踏まれたまま見上げた俺を、達樹はきりりと睥睨する。
「夏休みの宿題は終わったのか?」
「んあ」
なにを訊くかと思えばそんなこと。
俺は手に持ったままだったノートをひらひらと振った。
「もち終わったよ。カンペキ!」
「ほう?」
信じてなさそうに、達樹は顎をしゃくる。
俺は手に持っていたノートを、達樹にも見えやすいように示した。
「ちゃんと今年も、一日も欠かさず朝顔の観察日記つけた!!」
「そんなに小学校が好きなら、小学校へ還れ!!」
「っぁっだだ!!」
悲鳴を上げる俺にも構わず、達樹はぐりぐりと背中を踏む。
「今年もか!!今年もなのか!!今年も朝顔の観察日記だけを提出して終わりにする気か!!」
「いや達樹!!読書感想文も書いたよ!!」
伊達の反省文常連者じゃない。文章書くのは結構苦にならないから、さらさらっと終わらせた。
どんどん床に近づきながら主張した俺を、達樹は容赦なく踏み続ける。
「心底どうでもいい!どうしておまえはそう、毎年まいとし、朝顔の観察日記ばかり!!」
「だってうちの伝統だもん!」
とうとう床にべったり懐いて、俺はSな達樹を堪能しつつ、叫んだ。
「親父の代から毎年、夏ったら朝顔を育てて観察日記をつけてんだよ!幼稚園くらいから引き継いでずっとやってんだから、今さらこの年で止めるってのも難しいじゃん!」
「は?」
叫んだ俺に、達樹の足から力が抜けた。そのまま俺の上から退くと、ベランダを見る。
そこには、朝顔の植えられたプラの鉢植えが置かれている。
今年もきちんと面倒を見て、枯らすことなく花を咲かせることが出来た。あとはこれが種をつけたら、それを収穫して来年に備えれば、万全。
睥睨していた達樹は俺の傍らに座りこみ、ベランダの朝顔をまじまじと見た。
「うちの朝顔の種は、小学校で配ってるようなのとは年季の入り方が違うよ。すでに初代から数えて、三十代目に入っています!!」
起き上がって解説すると、膝を抱えてしゃがみ込んでいた達樹は、小さくため息をついた。

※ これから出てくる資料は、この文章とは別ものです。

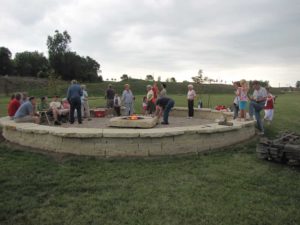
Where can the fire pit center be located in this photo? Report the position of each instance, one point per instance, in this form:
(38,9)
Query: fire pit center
(133,121)
(133,117)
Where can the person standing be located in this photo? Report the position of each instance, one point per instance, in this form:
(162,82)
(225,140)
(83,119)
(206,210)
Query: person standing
(269,107)
(164,106)
(117,104)
(257,103)
(109,95)
(74,97)
(236,100)
(85,108)
(191,95)
(26,112)
(163,92)
(155,92)
(127,100)
(150,100)
(242,93)
(14,105)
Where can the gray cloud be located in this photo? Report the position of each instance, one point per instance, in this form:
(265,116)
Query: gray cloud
(166,37)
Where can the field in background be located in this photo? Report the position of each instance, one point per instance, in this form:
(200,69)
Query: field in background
(224,187)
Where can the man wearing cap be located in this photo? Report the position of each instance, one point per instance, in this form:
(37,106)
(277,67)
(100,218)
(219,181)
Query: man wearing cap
(164,106)
(257,103)
(26,112)
(74,97)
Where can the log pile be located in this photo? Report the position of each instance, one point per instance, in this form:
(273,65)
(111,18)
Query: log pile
(284,149)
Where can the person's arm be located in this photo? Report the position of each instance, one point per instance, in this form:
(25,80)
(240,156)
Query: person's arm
(68,94)
(264,97)
(158,112)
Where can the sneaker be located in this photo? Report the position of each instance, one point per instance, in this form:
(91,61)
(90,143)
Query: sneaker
(261,133)
(57,123)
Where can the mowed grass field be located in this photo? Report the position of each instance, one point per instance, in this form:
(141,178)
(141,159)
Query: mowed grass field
(229,186)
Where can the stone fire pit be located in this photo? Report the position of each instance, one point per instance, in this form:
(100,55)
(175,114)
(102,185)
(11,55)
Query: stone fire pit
(133,121)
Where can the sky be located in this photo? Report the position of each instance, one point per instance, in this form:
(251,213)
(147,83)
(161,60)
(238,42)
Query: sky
(229,40)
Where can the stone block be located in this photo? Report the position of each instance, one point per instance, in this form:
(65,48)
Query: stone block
(121,133)
(143,122)
(116,150)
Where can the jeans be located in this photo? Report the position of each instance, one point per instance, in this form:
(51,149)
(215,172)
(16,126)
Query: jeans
(191,107)
(75,103)
(167,110)
(129,109)
(255,108)
(235,111)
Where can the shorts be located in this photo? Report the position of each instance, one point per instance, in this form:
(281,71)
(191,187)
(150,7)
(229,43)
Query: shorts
(242,105)
(25,119)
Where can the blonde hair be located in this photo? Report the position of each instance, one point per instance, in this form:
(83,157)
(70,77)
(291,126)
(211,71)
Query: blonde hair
(243,82)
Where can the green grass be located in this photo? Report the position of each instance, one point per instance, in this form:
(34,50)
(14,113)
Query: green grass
(224,187)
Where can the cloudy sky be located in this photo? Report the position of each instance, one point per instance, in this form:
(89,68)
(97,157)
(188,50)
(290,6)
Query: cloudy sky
(228,40)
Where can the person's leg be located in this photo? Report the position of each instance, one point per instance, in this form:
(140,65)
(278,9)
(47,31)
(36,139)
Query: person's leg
(189,109)
(55,114)
(251,108)
(118,110)
(87,109)
(257,108)
(235,111)
(72,109)
(127,109)
(78,108)
(131,109)
(82,110)
(167,110)
(192,108)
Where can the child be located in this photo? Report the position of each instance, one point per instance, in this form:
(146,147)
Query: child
(269,106)
(242,94)
(144,105)
(117,104)
(236,100)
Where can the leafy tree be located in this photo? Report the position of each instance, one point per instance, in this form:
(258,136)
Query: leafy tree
(58,46)
(6,64)
(124,77)
(199,78)
(149,77)
(31,63)
(68,64)
(173,80)
(59,43)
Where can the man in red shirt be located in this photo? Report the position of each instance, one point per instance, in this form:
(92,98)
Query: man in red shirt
(13,106)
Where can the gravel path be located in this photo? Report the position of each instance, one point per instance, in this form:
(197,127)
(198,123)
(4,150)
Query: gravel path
(174,122)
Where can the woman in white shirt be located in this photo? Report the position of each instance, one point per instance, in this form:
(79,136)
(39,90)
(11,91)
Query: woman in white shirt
(191,95)
(85,109)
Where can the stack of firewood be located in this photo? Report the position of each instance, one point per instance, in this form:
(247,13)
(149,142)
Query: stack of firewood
(285,148)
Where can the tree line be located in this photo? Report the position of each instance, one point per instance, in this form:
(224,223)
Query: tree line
(61,63)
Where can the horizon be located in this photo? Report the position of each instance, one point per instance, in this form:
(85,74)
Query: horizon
(228,41)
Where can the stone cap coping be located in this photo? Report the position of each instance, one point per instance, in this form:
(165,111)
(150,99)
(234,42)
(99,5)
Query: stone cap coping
(73,132)
(203,110)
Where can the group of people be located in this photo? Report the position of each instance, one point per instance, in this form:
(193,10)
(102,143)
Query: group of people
(155,102)
(22,108)
(261,99)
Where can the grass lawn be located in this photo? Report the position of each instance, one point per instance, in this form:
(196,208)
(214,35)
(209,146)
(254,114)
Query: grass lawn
(224,187)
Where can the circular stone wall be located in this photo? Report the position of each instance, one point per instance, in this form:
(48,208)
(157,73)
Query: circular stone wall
(111,142)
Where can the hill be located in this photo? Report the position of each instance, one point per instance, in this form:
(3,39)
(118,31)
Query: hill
(41,87)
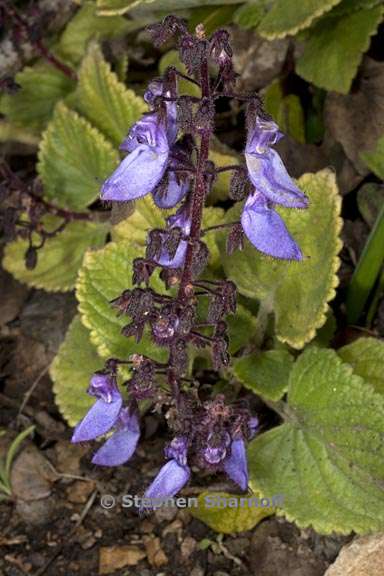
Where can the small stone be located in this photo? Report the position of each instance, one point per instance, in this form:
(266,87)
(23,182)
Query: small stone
(147,527)
(113,558)
(188,546)
(79,491)
(362,557)
(32,476)
(156,555)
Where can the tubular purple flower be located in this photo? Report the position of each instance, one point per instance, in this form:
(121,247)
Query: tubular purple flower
(104,413)
(140,172)
(180,220)
(177,449)
(266,230)
(155,88)
(266,169)
(120,447)
(235,465)
(169,481)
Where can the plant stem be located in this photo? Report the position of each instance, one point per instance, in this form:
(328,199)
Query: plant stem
(198,196)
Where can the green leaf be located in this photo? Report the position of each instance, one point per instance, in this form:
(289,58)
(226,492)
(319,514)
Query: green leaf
(265,373)
(327,459)
(366,357)
(74,158)
(59,259)
(87,25)
(297,292)
(104,100)
(287,17)
(285,110)
(375,159)
(172,58)
(103,277)
(211,17)
(221,157)
(370,198)
(242,327)
(335,46)
(42,85)
(109,7)
(146,215)
(249,15)
(239,514)
(367,270)
(71,371)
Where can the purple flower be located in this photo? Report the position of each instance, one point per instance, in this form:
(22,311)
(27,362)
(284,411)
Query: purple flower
(153,152)
(179,220)
(235,465)
(177,449)
(119,448)
(104,413)
(140,172)
(169,481)
(264,228)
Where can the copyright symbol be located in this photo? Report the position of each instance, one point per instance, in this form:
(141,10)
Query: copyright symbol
(107,501)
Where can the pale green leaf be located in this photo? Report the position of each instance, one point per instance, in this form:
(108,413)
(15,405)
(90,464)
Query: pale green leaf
(71,371)
(366,356)
(265,373)
(59,259)
(375,159)
(335,46)
(105,274)
(249,15)
(110,7)
(229,513)
(328,458)
(74,159)
(41,86)
(104,100)
(87,25)
(287,17)
(221,157)
(297,292)
(242,327)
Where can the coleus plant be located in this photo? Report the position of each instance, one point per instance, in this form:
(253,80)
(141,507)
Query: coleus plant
(168,157)
(328,446)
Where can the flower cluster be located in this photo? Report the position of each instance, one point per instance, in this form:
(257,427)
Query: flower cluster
(168,157)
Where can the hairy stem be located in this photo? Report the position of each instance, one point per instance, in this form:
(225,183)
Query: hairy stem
(198,196)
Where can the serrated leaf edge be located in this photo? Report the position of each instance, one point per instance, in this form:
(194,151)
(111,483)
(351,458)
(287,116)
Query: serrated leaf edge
(321,318)
(305,24)
(98,136)
(358,59)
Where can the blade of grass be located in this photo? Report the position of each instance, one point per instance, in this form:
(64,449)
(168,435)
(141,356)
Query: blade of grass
(14,447)
(367,270)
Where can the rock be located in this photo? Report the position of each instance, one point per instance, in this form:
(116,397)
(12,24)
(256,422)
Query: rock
(68,457)
(36,512)
(356,120)
(13,296)
(32,476)
(188,546)
(362,557)
(156,555)
(257,60)
(80,491)
(113,558)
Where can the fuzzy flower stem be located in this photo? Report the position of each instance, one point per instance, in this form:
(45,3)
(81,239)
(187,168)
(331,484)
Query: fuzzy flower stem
(199,191)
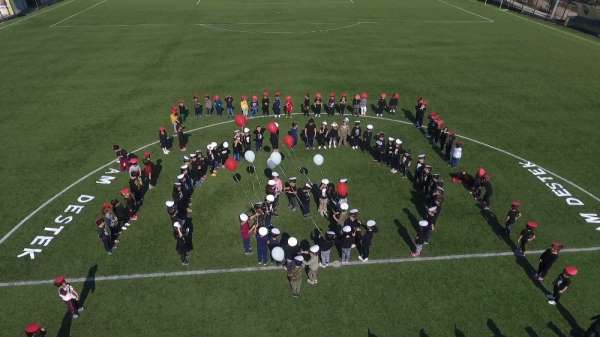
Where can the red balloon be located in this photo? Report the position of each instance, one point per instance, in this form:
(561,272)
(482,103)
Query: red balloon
(289,141)
(342,189)
(241,120)
(231,164)
(272,128)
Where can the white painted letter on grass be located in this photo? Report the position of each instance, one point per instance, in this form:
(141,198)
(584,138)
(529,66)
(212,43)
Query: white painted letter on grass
(30,251)
(85,198)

「………それだけやってて、品種改良に目覚めるわけでもなく、しかも安っぽいプラ容器で育てて、観察日記をつけるだけ…………なんつー無駄な父子だ…………」
いやそんな、無駄って。
「続いていることに意味があるとは思わないの、達樹さんは?」
「続いていればなんでもいいという風潮には反対だ。悪政も紛争も続いているからといって、意味があると言えるか?」
「まああれは、終わって初めて意味を持つね」
確かになんでも、続けばいいってもんじゃないことは認める。でも、帝政下の共和国の素晴らしかったことよ、とか言うやつもいるから、ひとそれぞれってもんで、そこはなんとも言い難いけど。
頭を掻いた俺を、達樹は眇めた目で見た。
「で?その他の宿題は?」
「そのたのしゅくだい?」
思わずそのまんまくり返す。
その他の宿題って…………。
手に持ったままのノートを見て、首を傾げた。
「ほかになにが、っとと!」
高速で飛んできた平手を、寸でのところで避ける。もうほんと、どうしてこう手が早いかな、このコイビトは!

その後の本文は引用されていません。